On the Complexity of Detecting Convexity over a Box
This addresses a fundamental computational complexity problem for nonlinear optimization and robust control, showing incremental hardness results building on prior work.
The paper proves that testing convexity of degree-three polynomials over a box is strongly NP-hard, which is minimal in degree and explains limitations in optimization solvers. As a byproduct, it shows strong NP-hardness for testing positive semidefiniteness of interval matrices, relevant to robust control.

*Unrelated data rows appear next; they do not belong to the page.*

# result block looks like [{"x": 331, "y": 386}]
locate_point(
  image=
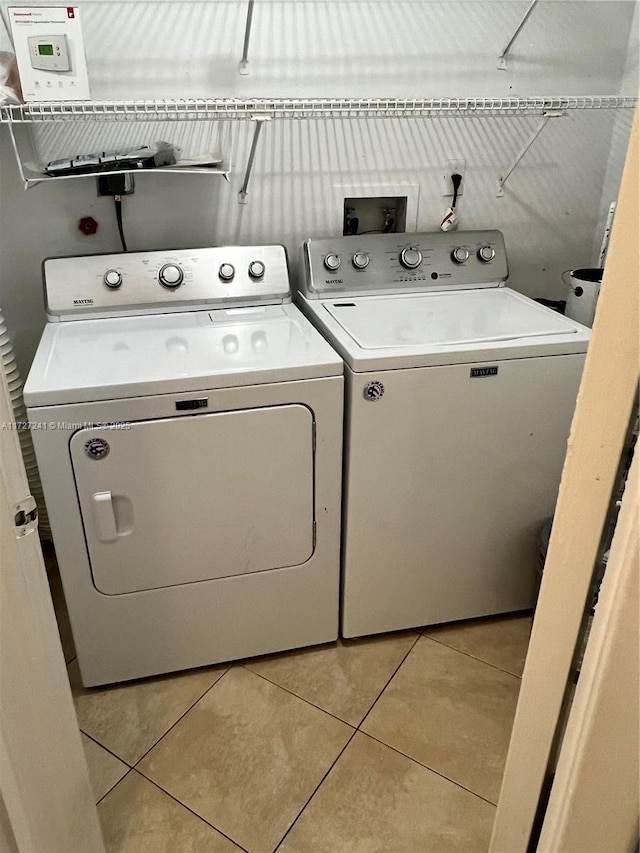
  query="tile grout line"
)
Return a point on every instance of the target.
[
  {"x": 173, "y": 725},
  {"x": 473, "y": 657},
  {"x": 315, "y": 790},
  {"x": 389, "y": 680},
  {"x": 106, "y": 749},
  {"x": 106, "y": 794},
  {"x": 184, "y": 805},
  {"x": 430, "y": 769},
  {"x": 302, "y": 699}
]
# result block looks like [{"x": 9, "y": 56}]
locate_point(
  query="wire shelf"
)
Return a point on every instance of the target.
[{"x": 207, "y": 109}]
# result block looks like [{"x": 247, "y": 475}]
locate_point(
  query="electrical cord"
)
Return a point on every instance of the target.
[
  {"x": 456, "y": 180},
  {"x": 117, "y": 199},
  {"x": 450, "y": 220}
]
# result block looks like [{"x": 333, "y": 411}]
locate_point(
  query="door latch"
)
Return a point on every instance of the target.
[{"x": 25, "y": 517}]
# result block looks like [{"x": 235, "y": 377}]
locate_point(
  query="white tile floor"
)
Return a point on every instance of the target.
[{"x": 389, "y": 744}]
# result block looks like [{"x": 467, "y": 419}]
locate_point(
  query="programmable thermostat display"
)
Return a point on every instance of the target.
[{"x": 50, "y": 53}]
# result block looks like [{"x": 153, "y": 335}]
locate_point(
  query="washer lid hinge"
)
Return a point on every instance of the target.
[{"x": 25, "y": 515}]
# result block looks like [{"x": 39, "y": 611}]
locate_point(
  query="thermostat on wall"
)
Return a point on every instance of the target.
[{"x": 49, "y": 53}]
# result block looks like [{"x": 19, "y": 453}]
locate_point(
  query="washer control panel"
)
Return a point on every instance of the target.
[
  {"x": 162, "y": 282},
  {"x": 404, "y": 263}
]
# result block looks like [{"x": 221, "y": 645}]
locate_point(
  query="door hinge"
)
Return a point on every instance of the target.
[{"x": 25, "y": 516}]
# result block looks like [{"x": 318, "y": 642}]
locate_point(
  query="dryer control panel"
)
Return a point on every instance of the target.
[
  {"x": 163, "y": 282},
  {"x": 404, "y": 263}
]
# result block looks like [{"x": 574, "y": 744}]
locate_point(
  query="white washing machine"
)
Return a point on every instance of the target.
[
  {"x": 459, "y": 399},
  {"x": 187, "y": 421}
]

It has recently been shown that the problem of testing global convexity of polynomials of degree four is {strongly} NP-hard, answering an open question of N.Z. Shor. This result is minimal in the degree of the polynomial when global convexity is of concern. In a number of applications however, one is interested in testing convexity only over a compact region, most commonly a box (i.e., hyper-rectangle). In this paper, we show that this problem is also strongly NP-hard, in fact for polynomials of degree as low as three. This result is minimal in the degree of the polynomial and in some sense justifies why convexity detection in nonlinear optimization solvers is limited to quadratic functions or functions with special structure. As a byproduct, our proof shows that the problem of testing whether all matrices in an interval family are positive semidefinite is strongly NP-hard. This problem, which was previously shown to be (weakly) NP-hard by Nemirovski, is of independent interest in the theory of robust control.